Limitations & Future Work

  • The internal optimization (coefficient solving in Soft FW) may increase overall computational cost.
  • Only Task Arithmetic is used as the MergeFn to ensure convex hull feasibility; more complex merging functions may violate constraints yet yield better empirical results.
  • Validation on larger-scale models (e.g., 70B+) has not been conducted.
  • The choice between layer-wise and task-wise LMO lacks an adaptive mechanism and must be manually selected based on the scenario.
  • The objective function design relies on a small amount of task-aligned data, making the method inapplicable in fully unsupervised settings.
  • Task Arithmetic pioneered the paradigm of task vector operations in weight space.
  • The parameter conflict resolution approaches of TIES-Merging and DARE are complementary to FW-Merging's model selection mechanism.

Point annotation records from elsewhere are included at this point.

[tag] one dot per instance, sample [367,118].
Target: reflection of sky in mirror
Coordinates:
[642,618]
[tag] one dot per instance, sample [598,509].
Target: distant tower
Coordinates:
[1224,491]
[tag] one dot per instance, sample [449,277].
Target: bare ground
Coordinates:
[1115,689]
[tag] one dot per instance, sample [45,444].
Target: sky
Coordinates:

  • AdaMerging's test-time entropy optimization contrasts with FW-Merging's training-set cross-entropy optimization.
  • Frank-Wolfe algorithms hold broad promise for constrained optimization in deep learning.

Rating

  • Novelty: ⭐⭐⭐⭐⭐ Innovatively bridges classical optimization algorithms with model merging, with solid theoretical contributions.

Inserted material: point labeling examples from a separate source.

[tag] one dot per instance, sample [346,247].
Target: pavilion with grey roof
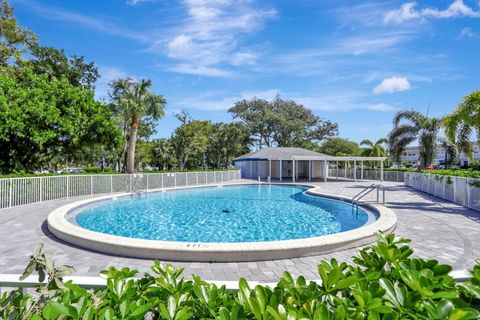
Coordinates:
[297,163]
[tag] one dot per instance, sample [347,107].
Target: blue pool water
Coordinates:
[227,214]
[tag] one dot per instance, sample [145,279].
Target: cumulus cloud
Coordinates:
[467,33]
[408,11]
[209,40]
[393,84]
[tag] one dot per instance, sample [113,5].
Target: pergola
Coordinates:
[295,163]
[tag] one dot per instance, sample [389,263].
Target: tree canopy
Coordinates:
[41,118]
[337,146]
[282,123]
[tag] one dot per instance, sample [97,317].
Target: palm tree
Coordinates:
[376,149]
[163,152]
[417,126]
[134,101]
[463,122]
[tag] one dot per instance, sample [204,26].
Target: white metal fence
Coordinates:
[20,191]
[396,176]
[463,191]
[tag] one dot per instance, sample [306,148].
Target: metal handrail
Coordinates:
[356,199]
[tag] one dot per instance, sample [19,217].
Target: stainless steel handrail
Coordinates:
[356,199]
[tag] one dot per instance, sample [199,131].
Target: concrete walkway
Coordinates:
[439,230]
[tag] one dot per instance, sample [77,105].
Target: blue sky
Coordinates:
[353,62]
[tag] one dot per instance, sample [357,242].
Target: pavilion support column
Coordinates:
[336,172]
[381,170]
[325,170]
[309,170]
[280,169]
[361,170]
[354,170]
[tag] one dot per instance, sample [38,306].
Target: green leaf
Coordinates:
[141,310]
[444,308]
[50,312]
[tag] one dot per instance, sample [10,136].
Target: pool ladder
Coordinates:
[356,199]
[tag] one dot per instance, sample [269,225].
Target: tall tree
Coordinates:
[463,122]
[260,119]
[190,139]
[43,118]
[296,125]
[377,149]
[54,63]
[14,40]
[135,101]
[163,154]
[409,125]
[227,141]
[282,123]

  • Experimental Thoroughness: ⭐⭐⭐⭐ Covers NLP discriminative/generative and CV tasks, with detailed scalability analysis and complete ablations.
  • Writing Quality: ⭐⭐⭐⭐⭐ Mathematical derivations are rigorous, intuitive figures are clear, and theory is tightly integrated with experiments.
  • Value: ⭐⭐⭐⭐⭐ Establishes a new paradigm for scalable model merging with significant practical value for the open-source model ecosystem.